Housing for the organ pipes
- The auditorium featured a massive plasterwork proscenium, and was flanked on both sides with arched organ fronts for the expression chambers.

== Theater renovation (1957) ==
In 1957, Fox West Coast Theatres, then the owners, spent $100,000 renovating the theater, this time 1808 seats and was reopened with an extravagant ceremony on the evening of August 16, 1957, and henceforth was named the Fox Burlingame. For many years, the theatre's roof featured a two-sided lightbulb sign, with incandescent fireworks, similar to that which still survives atop the Grand Lake Theatre in Oakland. The Fox Burlingame Theater closed September 14, 1974, and was demolished the following year to make way for the Fox Mall, a shopping center developed by two investors – Mario Castro and Joseph Karp. The Fox Mall was built and dedicated in 1979.

== Ownership ==
Ellis John Arkush, a native of New York and 1910 graduate of Columbia University (civil engineering), entered the theater business in Redwood City in 1914 where he built the Sequoia Theater. He added the Variety and Stanford Theatres in Palo Alto, the Peninsula Theatre, and the San Mateo Theatre in San Mateo. Ellis Arkush was the president of Peninsula Theatres Corporation. The entire chain was sold in 1929 to Fox West Coast Theatres.

== Selected personnel ==
=== Management ===
Peninsula Theatres Corporation dba Ellis J. Arkush Entertainment
- Ellis John Arkush (1888–1974), President of Peninsula Theatres Corporation, also brother of Frank
- Frank Ephriam Arkush (1884–1947), brother of Ellis
- Eph Karelsen (né Ephraim Adolphus Karelsen; 1871–1956), attorney and Arkush's maternal cousin
- Ray Kelsall (né Ray Roland Kelsall; 1889–1953), founding business manager who, before had been manager of the Garden Theatre. He had a staff of 22 – including

- W.H. Augustus, Jr., house manager
- Hale Warn (né Hale Knowlton Warn; 1910–1979), head usher
- Walter Hawthorne Farley (1890–1960), chief operator (projectionist)
- Andrew Hillgard, assistant operator
- F. H. Thomason (né Floyd Harris Thomason; 1896–1976), stage manager, and later, projectionist
- Dorothy Durant (née Josephine E. Durant; 1904–1953), cashier
- Agnes Durant (née Agnes Magdalen Durant; 1909–1992), assistant cashier (Dorothy's younger sister)

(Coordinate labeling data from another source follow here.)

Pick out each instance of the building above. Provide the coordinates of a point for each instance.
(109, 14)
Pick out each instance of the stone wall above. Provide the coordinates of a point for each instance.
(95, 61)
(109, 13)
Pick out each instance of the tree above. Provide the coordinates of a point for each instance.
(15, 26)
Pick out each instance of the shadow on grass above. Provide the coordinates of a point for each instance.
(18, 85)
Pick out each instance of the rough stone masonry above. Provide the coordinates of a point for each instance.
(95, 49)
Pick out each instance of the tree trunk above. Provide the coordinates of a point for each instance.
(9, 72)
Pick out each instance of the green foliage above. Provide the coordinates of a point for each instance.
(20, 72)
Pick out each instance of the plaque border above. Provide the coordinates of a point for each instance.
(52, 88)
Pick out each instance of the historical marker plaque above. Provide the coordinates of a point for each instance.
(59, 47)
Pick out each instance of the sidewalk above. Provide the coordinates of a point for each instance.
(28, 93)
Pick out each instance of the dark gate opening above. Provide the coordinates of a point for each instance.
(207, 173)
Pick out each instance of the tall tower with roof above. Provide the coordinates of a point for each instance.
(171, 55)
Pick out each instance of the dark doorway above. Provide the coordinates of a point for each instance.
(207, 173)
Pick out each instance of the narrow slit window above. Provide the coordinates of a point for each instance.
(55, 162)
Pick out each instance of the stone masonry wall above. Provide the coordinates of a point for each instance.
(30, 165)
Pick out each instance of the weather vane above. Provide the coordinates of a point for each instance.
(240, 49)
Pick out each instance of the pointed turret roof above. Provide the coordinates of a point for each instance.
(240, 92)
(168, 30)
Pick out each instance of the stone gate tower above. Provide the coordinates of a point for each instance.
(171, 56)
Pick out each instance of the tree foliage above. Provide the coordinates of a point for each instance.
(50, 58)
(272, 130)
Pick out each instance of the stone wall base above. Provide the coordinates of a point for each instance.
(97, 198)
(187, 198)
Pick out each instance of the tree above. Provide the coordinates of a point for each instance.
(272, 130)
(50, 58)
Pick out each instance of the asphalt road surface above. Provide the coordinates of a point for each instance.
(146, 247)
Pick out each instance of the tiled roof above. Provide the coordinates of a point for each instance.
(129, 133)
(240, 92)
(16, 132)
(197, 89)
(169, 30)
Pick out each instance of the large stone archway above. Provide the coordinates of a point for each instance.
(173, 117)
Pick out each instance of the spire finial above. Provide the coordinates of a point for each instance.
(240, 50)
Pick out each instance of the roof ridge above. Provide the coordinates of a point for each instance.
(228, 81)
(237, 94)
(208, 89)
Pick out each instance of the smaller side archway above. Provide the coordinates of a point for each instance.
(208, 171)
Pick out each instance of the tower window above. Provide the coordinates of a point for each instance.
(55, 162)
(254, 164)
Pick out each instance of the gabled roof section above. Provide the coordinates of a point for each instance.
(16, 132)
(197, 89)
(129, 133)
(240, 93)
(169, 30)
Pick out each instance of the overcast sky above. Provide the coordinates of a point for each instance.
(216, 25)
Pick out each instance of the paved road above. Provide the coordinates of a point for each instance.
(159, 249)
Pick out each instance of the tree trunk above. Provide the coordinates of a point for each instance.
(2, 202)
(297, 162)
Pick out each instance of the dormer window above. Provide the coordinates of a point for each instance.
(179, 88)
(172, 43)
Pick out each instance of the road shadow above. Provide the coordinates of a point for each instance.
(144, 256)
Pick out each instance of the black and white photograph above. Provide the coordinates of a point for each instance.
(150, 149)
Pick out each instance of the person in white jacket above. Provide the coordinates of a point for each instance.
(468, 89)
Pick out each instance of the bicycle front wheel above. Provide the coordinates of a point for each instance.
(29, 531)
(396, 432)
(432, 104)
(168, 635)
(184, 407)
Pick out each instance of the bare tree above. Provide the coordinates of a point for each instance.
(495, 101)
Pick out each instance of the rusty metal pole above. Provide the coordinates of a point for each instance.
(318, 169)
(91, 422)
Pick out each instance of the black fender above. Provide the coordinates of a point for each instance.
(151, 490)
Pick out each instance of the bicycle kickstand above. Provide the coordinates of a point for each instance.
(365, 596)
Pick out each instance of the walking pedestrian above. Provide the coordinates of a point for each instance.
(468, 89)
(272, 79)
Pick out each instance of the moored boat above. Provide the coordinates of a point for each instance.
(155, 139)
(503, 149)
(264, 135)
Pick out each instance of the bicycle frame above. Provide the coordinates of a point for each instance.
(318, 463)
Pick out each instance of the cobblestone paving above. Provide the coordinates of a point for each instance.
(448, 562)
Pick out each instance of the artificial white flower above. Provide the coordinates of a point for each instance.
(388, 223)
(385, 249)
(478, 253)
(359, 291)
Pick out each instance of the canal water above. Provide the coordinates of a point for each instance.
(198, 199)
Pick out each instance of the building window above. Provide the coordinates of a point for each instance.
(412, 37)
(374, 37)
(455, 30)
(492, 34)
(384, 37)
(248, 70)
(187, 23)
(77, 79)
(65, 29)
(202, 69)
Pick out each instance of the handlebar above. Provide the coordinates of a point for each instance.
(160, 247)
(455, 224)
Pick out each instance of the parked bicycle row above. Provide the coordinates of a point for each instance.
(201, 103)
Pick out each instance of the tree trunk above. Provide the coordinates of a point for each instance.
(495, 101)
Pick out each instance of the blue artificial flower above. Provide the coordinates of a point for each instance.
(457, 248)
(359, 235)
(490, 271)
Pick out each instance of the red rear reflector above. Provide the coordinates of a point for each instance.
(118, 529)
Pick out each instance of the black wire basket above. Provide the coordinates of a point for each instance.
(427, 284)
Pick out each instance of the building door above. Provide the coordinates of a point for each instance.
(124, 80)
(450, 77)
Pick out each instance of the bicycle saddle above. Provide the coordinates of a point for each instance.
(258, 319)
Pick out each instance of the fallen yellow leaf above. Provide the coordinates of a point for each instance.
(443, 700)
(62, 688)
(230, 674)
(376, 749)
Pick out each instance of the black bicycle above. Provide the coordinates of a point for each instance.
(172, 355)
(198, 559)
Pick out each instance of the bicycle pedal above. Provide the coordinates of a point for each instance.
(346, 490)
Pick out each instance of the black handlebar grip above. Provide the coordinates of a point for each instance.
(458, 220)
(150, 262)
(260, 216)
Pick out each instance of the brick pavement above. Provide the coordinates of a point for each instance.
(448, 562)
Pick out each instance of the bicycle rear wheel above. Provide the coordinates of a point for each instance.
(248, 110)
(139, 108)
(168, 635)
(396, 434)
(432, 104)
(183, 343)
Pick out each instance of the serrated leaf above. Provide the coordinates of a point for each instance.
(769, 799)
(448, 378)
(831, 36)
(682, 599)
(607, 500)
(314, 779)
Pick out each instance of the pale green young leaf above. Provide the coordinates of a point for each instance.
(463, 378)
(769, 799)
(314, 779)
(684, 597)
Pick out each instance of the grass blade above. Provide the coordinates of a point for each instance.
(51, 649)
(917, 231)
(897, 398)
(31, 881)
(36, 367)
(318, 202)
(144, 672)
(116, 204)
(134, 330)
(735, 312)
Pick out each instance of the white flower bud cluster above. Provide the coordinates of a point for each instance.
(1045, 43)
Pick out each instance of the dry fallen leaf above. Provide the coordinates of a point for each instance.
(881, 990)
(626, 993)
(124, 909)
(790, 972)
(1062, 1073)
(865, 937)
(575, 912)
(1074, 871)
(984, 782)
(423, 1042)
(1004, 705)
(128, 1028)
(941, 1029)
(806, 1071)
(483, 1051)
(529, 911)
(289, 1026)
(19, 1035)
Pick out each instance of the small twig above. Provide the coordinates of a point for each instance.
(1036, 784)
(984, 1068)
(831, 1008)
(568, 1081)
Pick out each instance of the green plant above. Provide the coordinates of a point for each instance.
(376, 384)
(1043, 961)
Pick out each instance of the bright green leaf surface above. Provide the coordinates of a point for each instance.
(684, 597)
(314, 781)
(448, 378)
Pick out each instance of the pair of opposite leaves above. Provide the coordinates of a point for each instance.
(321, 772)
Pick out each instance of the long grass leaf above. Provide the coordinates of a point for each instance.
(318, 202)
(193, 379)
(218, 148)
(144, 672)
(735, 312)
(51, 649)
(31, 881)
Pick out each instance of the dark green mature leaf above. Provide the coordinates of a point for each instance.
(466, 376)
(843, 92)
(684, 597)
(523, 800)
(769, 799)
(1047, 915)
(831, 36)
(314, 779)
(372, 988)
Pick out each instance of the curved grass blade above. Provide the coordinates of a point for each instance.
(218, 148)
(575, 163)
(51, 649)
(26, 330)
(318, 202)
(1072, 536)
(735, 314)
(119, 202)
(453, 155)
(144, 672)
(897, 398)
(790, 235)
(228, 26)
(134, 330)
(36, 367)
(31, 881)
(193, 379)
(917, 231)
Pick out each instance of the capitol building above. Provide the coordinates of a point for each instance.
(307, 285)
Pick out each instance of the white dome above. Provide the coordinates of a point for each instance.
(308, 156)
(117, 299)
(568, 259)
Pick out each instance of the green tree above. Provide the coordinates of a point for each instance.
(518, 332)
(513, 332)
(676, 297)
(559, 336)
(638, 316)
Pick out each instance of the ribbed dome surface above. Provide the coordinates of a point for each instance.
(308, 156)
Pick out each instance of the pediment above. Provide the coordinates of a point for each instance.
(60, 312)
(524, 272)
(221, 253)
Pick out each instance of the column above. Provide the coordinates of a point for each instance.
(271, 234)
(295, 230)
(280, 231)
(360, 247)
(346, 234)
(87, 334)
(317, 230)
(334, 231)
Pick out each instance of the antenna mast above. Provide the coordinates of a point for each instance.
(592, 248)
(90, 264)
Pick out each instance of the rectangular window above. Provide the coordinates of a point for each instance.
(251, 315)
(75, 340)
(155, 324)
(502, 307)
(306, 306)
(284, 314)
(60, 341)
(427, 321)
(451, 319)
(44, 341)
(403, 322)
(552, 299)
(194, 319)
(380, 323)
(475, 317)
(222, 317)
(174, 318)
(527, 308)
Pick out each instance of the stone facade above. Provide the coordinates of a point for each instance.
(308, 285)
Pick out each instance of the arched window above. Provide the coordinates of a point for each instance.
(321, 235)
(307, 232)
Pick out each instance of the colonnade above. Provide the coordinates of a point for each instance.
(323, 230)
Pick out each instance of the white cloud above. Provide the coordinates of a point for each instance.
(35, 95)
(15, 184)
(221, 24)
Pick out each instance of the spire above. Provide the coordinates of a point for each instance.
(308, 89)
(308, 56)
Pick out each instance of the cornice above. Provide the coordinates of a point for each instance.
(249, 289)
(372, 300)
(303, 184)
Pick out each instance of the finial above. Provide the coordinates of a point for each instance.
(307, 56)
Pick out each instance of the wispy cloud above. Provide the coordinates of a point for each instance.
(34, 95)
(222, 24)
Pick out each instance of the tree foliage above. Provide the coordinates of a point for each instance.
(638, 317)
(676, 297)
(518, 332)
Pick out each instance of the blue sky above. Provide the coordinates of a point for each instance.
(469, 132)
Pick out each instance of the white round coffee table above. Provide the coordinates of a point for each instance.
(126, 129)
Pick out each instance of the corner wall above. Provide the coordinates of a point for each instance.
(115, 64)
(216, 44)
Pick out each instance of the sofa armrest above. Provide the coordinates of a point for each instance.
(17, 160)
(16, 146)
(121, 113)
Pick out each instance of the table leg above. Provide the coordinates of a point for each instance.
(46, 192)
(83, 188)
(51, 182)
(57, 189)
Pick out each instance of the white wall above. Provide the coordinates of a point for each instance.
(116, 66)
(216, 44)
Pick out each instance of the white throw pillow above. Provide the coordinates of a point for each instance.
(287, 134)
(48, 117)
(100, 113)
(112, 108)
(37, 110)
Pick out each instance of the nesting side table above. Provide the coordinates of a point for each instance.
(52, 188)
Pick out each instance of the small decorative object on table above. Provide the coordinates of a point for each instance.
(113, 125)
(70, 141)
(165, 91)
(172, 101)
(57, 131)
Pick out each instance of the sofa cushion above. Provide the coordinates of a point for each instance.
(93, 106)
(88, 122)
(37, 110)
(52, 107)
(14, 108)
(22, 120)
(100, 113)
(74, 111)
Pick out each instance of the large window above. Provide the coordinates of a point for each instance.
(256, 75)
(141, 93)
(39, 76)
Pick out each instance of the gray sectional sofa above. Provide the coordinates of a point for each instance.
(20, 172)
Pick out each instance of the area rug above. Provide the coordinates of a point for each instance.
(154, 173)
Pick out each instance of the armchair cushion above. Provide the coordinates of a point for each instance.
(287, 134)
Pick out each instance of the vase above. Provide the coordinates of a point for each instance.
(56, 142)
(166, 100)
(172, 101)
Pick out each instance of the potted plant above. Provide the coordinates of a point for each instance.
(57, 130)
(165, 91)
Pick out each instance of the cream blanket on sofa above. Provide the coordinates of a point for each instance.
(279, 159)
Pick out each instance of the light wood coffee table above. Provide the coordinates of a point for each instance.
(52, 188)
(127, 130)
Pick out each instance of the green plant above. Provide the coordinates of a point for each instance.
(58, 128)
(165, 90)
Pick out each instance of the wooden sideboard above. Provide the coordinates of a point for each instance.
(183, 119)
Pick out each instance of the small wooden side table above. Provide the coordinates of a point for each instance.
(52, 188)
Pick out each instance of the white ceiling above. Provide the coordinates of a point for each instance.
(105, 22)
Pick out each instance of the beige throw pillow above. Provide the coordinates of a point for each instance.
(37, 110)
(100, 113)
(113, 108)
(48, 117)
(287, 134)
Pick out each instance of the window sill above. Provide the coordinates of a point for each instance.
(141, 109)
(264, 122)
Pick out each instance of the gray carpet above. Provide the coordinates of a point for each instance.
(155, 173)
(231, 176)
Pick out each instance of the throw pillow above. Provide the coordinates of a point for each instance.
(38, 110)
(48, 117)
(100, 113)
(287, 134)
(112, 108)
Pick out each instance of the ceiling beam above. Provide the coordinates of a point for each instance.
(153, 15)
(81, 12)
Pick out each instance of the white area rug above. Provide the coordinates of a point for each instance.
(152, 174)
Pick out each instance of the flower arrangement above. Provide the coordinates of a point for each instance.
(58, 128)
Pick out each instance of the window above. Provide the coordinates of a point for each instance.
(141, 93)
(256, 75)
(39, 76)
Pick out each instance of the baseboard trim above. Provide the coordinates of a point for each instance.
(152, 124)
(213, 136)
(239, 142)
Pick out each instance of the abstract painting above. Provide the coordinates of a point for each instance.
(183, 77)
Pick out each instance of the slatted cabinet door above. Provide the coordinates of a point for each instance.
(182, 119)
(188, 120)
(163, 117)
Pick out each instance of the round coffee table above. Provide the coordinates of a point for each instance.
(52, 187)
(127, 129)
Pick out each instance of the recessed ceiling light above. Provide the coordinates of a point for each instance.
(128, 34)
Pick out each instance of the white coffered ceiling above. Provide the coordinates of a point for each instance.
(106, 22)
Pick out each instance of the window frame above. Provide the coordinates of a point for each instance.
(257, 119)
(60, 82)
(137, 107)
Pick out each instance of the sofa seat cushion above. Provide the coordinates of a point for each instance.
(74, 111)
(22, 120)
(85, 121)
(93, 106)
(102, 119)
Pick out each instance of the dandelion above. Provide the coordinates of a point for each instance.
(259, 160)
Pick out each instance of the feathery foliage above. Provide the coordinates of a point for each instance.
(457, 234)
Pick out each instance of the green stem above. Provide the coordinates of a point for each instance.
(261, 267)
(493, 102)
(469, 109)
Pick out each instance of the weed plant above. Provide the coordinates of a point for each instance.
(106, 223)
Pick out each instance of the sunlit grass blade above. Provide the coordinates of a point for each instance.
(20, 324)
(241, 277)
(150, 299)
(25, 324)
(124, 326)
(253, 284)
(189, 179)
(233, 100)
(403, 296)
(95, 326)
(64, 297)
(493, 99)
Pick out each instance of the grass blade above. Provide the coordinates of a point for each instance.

Fox West Coast Theatres (beginning 1957)
- "Billie" Tannehill (né William Jackson Tannehill; 1925–2001), theater manager in Burlingame from about 1955 to 1967. He later managed the Century 21 Theatre in San Jose, which opened in 1963 and closed in 2014. He was survived by his wife, Marlene Grace Murphy (maiden; 1936–2011), and three children. Tannehill started managing theaters in the late 1940s, after serving in the Navy during World War II. He managed theaters for Fox West Coast, Mann Theatres, and finished his career with Century Theatres, spending the last 17 years at Century 21.
- Ward Stoopes (né Ward Farmiloe Stoopes; 1926–1999), a theater manager in the San Francisco area who began his career at Fox Burlingame
- Beverly Brehmer (née Beverly June Brehmer; born 1929), manager at the Fox Burlingame when it closed September 14, 1974, had worked for Fox West Coast Theatres since the late 1950s

=== Entertainers ===
- Milt Franklyn (né Milton J. Franklyn; 1897–1962)

== Photo links ==
Photos from the Los Angeles Public Library, all dated 1945:
- 1 Marquee LAPL00071370 (Los Angeles Public Library call number)
- 2 Lobby stairs LAPL00071371
- 3 Lobby LAPL00071372
- 4 Lobby LAPL00071373
- 5 Proscenium LAPL00071374
- 6 Marquee, front LAPL00071375
- 7 Marquee, front LAPL00071376
- 8 The Peninsula in 1930, San Francisco Chronicle file photo

== Projection equipment ==
In the beginning of 1929, the Peninsula was operating two 35 mm Fulco projectors, Ernemann design, manufactured by E.E. Fulton Company of Chicago – Carl Henry Fulton (1896–1947), President and son of the firms namesake, Elmer E. Fulton (1861–1921).

== See also ==
- Fox Theatres

== Miscellaneous ==
The Golden State Theatre houses a number of items saved from other theaters, which happened to match items which were missing, including one stained glass exit sign from the Peninsula Theatre.